The new study was conducted by scientists from the American National Institute of Health and the Environment (NIEHS), whose article was published in the Journal of the National Cancer Institute (Chang et al., Use of Straighters and Other Hair Products and Incident Uterine Cancer). Alexandra White and her colleagues have been monitoring the health of almost 34,000 U.S. women aged 35 to 74 for more than a decade. During this period, 378 participants were diagnosed with uterine cancer.

Women who resorted to chemical hair straightening at least once during the year, the likelihood of developing the disease was higher than those who had never undergone such a procedure. The risk ratio (HR) was 1.8, which corresponds to a 64 percent increase. And for women who straightened their hair with chemical methods often, four or more times a year, the risk was 71 percent higher (HR=2.55).

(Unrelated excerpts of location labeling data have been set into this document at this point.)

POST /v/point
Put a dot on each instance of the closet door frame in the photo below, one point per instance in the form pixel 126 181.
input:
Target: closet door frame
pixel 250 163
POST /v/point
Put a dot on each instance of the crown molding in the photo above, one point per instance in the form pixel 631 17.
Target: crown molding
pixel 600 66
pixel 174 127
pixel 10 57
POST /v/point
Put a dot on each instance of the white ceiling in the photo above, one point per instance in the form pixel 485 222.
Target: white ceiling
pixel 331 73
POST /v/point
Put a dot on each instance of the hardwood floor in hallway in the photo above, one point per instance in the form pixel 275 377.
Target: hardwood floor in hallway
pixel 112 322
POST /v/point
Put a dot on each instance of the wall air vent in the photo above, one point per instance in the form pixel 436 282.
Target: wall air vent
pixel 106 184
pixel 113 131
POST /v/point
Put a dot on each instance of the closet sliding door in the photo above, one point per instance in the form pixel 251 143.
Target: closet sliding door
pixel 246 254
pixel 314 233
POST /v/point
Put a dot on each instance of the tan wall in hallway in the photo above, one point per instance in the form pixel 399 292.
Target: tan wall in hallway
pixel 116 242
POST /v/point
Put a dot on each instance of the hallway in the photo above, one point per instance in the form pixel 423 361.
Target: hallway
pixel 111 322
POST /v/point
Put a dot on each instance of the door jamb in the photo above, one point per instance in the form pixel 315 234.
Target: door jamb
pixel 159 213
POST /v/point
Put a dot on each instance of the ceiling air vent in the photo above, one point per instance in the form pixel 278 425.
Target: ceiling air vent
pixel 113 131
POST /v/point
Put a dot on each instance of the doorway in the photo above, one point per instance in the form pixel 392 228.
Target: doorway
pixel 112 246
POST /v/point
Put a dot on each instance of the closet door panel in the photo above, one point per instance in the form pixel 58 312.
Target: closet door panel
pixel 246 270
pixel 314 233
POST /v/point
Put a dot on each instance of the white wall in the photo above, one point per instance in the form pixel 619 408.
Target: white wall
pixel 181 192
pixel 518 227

Of course, in the United States of America, representatives of the African-American population resort to such a procedure more often than others. However, the authors took this factor into account in statistical data processing and excluded its influence. In addition, in their work, scientists assessed the impact of other popular products, including hair dyes and permanent perm preparations. Their use did not show any correlation with the risk of developing uterine cancer.